Online ISSN : 2394-5478

Print ISSN : 2394-546X

Article First Page : 492

Article End Page : 496


Abstract

Introduction: Mosquito borne arboviral infections have become major public health problem at present due to many emerging and re – emerging infections and Chikungunya is one of them. Although Chikungunya causes severe clinical manifestations like arthritis, it is not routinely tested at the health care facilities and therefore goes undiagnosed and as such its prevalence is likely to be underestimated. Climate is one of the important factor influencing the occurrence and distribution of disease.

Objectives: a) To estimate seroprevalence of Chikungunya virus infection among clinically suspected cases. b) To determine the seasonal variation of Chikungunya infection.

Materials and Methods: A cross sectional study was conducted at a tertiary care hospital using secondary data maintained in the microbiology laboratory registers, for clinically suspected patients of Chikungunya infection who reported to the hospital from January- December 2017. Prevalence was estimated by analyzing data for the results of IgM antibody by ELISA tests and any variations in disease reporting by age, gender and season were assessed. Statistical analysis was done using WHO Epi info software version 3.5.4.

Results: A total of 1308 serum samples were analyzed during the study period. Out of which 123 (9.4%) samples were found positive for Chikungunya infection by IgM ELISA. The proportion of Chikungunya cases was higher in monsoon season with maximum rate of positivity in the month of July 48 (39.02%). Age group of 16-30 years was the most commonly affected i.e. (35.77%).

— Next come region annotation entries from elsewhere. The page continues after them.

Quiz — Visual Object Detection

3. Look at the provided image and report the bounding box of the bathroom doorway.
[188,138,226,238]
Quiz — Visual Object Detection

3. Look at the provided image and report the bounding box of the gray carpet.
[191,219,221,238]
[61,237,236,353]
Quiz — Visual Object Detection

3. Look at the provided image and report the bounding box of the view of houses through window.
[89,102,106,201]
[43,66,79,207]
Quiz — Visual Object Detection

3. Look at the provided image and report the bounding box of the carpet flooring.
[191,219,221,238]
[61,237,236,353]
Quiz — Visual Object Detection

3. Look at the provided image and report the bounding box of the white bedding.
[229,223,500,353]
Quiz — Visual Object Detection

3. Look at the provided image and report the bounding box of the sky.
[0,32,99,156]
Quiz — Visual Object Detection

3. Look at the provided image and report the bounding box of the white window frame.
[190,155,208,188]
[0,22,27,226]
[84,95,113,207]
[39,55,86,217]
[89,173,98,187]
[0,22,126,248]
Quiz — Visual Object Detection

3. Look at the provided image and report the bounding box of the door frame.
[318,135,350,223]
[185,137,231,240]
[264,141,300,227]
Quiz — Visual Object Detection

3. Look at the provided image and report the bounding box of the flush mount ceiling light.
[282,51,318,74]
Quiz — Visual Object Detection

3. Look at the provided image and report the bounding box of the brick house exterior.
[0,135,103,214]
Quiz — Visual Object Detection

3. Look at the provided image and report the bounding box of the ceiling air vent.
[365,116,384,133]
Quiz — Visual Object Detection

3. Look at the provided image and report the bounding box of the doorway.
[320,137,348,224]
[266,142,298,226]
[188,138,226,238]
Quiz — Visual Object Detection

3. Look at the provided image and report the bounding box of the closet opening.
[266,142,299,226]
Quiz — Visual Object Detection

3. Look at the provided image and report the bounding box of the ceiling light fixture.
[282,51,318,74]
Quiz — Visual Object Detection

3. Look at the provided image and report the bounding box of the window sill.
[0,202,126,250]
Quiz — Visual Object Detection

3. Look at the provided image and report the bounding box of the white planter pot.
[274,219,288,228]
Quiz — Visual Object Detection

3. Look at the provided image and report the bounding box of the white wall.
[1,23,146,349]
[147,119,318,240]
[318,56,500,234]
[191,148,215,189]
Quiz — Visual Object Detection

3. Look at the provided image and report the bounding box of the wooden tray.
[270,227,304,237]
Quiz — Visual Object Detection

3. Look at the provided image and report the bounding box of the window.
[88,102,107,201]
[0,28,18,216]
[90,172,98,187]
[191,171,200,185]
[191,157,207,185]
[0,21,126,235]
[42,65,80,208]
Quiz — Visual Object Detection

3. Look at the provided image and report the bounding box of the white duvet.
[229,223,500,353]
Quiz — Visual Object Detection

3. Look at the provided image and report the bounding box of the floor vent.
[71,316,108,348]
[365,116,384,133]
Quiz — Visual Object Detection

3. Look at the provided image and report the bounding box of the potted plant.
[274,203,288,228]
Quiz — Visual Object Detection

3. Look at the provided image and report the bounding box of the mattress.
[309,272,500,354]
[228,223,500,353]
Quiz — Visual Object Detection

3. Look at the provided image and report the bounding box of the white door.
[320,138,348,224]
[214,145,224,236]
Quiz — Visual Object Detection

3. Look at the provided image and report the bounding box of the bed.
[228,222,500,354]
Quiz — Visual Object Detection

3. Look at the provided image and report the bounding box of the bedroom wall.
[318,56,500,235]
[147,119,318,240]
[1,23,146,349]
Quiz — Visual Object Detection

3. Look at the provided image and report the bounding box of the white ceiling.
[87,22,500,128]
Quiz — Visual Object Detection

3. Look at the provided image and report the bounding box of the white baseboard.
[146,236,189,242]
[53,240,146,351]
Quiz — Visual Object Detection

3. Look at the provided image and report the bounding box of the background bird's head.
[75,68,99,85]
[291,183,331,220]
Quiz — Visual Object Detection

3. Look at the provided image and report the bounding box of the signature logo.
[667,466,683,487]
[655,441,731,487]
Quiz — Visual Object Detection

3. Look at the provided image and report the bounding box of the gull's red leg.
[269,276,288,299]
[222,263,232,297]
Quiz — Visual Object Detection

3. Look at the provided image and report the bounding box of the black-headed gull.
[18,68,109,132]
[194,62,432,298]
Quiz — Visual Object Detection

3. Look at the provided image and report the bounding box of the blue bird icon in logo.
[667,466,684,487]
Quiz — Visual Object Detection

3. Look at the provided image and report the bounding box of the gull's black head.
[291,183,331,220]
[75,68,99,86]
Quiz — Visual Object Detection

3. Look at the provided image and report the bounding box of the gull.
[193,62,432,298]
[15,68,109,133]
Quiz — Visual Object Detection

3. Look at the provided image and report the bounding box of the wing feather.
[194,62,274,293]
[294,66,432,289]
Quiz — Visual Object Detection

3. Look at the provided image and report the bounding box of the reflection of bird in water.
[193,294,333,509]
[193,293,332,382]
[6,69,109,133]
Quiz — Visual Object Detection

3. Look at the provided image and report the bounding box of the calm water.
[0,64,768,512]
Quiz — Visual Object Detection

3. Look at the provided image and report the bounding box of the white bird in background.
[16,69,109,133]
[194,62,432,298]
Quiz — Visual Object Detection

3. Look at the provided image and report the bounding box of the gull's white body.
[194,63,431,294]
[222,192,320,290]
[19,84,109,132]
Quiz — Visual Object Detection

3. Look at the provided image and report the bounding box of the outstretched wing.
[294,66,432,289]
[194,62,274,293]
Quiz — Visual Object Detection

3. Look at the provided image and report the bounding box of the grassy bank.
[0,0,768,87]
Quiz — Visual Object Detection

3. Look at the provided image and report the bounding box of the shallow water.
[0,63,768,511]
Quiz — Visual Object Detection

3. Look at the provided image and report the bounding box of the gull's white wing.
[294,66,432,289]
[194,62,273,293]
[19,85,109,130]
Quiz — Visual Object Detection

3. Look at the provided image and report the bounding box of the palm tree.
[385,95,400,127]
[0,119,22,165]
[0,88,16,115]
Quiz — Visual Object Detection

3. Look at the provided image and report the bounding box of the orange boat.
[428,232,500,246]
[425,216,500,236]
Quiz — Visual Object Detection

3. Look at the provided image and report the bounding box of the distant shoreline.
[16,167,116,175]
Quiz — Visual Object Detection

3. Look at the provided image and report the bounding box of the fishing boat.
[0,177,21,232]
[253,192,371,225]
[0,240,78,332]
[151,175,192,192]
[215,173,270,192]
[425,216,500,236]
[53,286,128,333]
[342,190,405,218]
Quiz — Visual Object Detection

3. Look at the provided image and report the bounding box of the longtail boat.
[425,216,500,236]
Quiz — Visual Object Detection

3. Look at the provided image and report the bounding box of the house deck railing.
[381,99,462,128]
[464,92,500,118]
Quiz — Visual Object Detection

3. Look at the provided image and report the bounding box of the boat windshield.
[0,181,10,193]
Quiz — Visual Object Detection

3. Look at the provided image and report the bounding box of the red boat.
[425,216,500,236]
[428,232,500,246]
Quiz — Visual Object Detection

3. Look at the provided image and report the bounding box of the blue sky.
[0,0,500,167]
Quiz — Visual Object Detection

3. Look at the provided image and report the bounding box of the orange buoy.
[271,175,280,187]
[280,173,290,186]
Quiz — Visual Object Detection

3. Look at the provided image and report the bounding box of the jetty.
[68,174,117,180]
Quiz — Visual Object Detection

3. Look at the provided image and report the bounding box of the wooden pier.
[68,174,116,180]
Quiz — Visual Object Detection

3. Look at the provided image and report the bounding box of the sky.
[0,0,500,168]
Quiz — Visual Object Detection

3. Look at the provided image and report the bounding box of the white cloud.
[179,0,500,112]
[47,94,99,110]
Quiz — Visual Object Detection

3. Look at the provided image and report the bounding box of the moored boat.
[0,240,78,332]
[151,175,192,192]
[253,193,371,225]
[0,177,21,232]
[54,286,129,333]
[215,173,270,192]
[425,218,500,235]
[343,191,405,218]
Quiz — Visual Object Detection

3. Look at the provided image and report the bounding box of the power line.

Conclusion: The present study confirms that Chikungunya is mainly a disease of rainy season and also identifies certain vulnerable groups for effective planning of interventions.

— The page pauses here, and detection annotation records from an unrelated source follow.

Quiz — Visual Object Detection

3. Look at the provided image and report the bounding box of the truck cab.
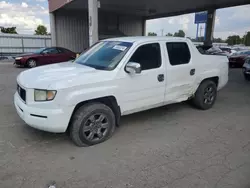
[14,37,228,146]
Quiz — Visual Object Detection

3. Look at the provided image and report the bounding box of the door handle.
[190,69,195,76]
[157,74,164,82]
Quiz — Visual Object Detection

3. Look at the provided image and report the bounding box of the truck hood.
[17,62,113,89]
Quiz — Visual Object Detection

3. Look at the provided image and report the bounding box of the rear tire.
[192,80,217,110]
[70,103,116,147]
[27,59,37,68]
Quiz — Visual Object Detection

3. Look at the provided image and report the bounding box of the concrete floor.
[0,64,250,188]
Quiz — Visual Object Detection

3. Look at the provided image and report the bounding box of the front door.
[120,43,165,115]
[164,42,197,104]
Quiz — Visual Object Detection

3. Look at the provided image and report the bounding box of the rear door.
[164,41,197,104]
[57,48,73,62]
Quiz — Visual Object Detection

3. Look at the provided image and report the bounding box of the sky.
[0,0,250,39]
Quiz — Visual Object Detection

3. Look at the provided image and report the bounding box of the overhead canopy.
[49,0,250,19]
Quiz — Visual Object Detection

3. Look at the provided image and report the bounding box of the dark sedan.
[229,51,250,67]
[15,47,76,68]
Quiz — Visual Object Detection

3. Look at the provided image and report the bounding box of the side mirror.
[125,62,141,74]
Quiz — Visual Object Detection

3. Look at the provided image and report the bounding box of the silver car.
[242,56,250,81]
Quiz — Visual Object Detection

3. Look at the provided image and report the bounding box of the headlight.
[34,89,56,101]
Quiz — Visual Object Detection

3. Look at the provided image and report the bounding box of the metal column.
[88,0,99,46]
[49,13,56,46]
[204,9,216,45]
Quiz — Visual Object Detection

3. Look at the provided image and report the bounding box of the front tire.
[192,80,217,110]
[27,59,37,68]
[70,103,116,147]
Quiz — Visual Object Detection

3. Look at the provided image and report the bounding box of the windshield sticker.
[113,45,127,51]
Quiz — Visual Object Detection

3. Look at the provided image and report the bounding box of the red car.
[229,51,250,67]
[14,47,76,68]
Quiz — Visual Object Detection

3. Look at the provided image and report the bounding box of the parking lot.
[0,63,250,188]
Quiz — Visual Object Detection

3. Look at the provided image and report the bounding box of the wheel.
[27,59,37,68]
[192,80,217,110]
[70,103,116,147]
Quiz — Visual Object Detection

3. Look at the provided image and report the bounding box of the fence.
[0,33,51,56]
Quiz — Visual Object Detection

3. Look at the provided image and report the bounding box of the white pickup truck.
[14,37,228,146]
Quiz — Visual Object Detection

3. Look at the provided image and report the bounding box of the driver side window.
[129,43,161,71]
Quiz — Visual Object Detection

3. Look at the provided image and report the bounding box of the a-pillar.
[49,13,56,46]
[142,18,147,36]
[88,0,99,46]
[204,9,216,45]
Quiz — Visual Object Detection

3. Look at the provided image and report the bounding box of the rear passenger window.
[167,42,191,66]
[129,43,161,70]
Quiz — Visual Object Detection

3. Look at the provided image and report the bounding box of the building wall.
[55,11,89,52]
[0,34,51,56]
[55,9,144,52]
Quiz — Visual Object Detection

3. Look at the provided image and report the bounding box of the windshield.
[75,41,133,70]
[34,48,46,54]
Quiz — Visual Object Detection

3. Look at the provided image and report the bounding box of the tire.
[27,59,37,68]
[244,74,250,81]
[192,80,217,110]
[70,103,116,147]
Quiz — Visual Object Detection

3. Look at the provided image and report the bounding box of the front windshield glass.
[75,41,133,70]
[34,48,46,54]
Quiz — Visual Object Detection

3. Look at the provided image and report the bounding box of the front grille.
[17,84,26,102]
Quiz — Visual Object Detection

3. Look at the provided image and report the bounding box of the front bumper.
[14,93,73,133]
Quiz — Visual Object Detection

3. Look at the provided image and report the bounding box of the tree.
[1,27,17,34]
[226,35,242,45]
[148,32,157,36]
[242,31,250,46]
[174,30,186,37]
[35,25,48,35]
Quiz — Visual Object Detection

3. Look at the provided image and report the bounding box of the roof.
[103,36,189,43]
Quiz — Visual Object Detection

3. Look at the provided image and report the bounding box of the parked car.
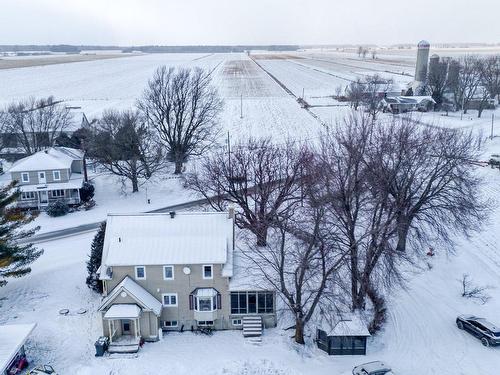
[352,361,394,375]
[27,365,57,375]
[456,315,500,346]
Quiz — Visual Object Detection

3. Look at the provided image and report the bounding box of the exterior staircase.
[242,316,263,344]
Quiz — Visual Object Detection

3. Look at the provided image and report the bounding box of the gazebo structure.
[316,315,370,355]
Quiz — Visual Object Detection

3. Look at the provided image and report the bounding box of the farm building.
[316,316,370,355]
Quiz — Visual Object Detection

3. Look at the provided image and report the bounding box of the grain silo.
[413,40,431,92]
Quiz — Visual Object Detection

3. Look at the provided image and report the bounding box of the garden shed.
[316,316,370,355]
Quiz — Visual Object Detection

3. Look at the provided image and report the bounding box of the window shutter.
[217,293,222,310]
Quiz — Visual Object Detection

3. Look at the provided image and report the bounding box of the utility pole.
[490,113,495,139]
[227,131,231,171]
[240,94,243,118]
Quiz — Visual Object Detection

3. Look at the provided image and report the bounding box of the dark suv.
[457,315,500,346]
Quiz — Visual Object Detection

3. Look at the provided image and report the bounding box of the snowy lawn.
[22,172,200,233]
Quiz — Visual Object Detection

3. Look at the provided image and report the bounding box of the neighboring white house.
[9,147,85,209]
[99,210,276,354]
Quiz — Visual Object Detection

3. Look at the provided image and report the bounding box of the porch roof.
[104,303,141,319]
[99,276,162,316]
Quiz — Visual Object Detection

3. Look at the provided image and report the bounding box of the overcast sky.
[0,0,500,45]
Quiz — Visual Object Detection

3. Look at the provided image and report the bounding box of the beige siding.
[106,264,230,329]
[11,169,70,186]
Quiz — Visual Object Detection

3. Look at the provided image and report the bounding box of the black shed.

Keywords: Chikungunya, Immunoglobulin M, Seasonal variation, Seroprevalence.

Introduction

Arthropod-borne viral infections cause major disease burden in tropical and subtropical countries worldwide[1]and Chikungunya is one among them. Chikungunya virus (Arbovirus), a member of the genus Alpha virus and family Togaviridae is mainly transmitted by the bite of mosquito Aedes aegypti and less frequently by Aedes albopictus.[2] Climate is an important factor contributing to change in the disease epidemiology.[3]Studies recently reported in Southeast Asia, found that Chikungunya outbreaks were negatively correlated (P< 0>[4]

India is severely affected with over 1.4 million infections as per recent estimates and the disease is known to cause epidemics when the proportion of immune naive population increases. By the latest report in 2010, Chikungunya has spread to more than 18 states/union territories within the country and the outbreak is still continuing. This rapid spread of Chikungunya demonstrated the devastating magnitude of infection and its ability of transmission in temperate regions.[5] Resurgence has been attributed to various factors including urbanization, globalization, increase in the mosquito population, loss of herd immunity and the mutation A226V in the E1 gene causing a significant increase in CHIKV infectivity for Aedes albopictus.[6]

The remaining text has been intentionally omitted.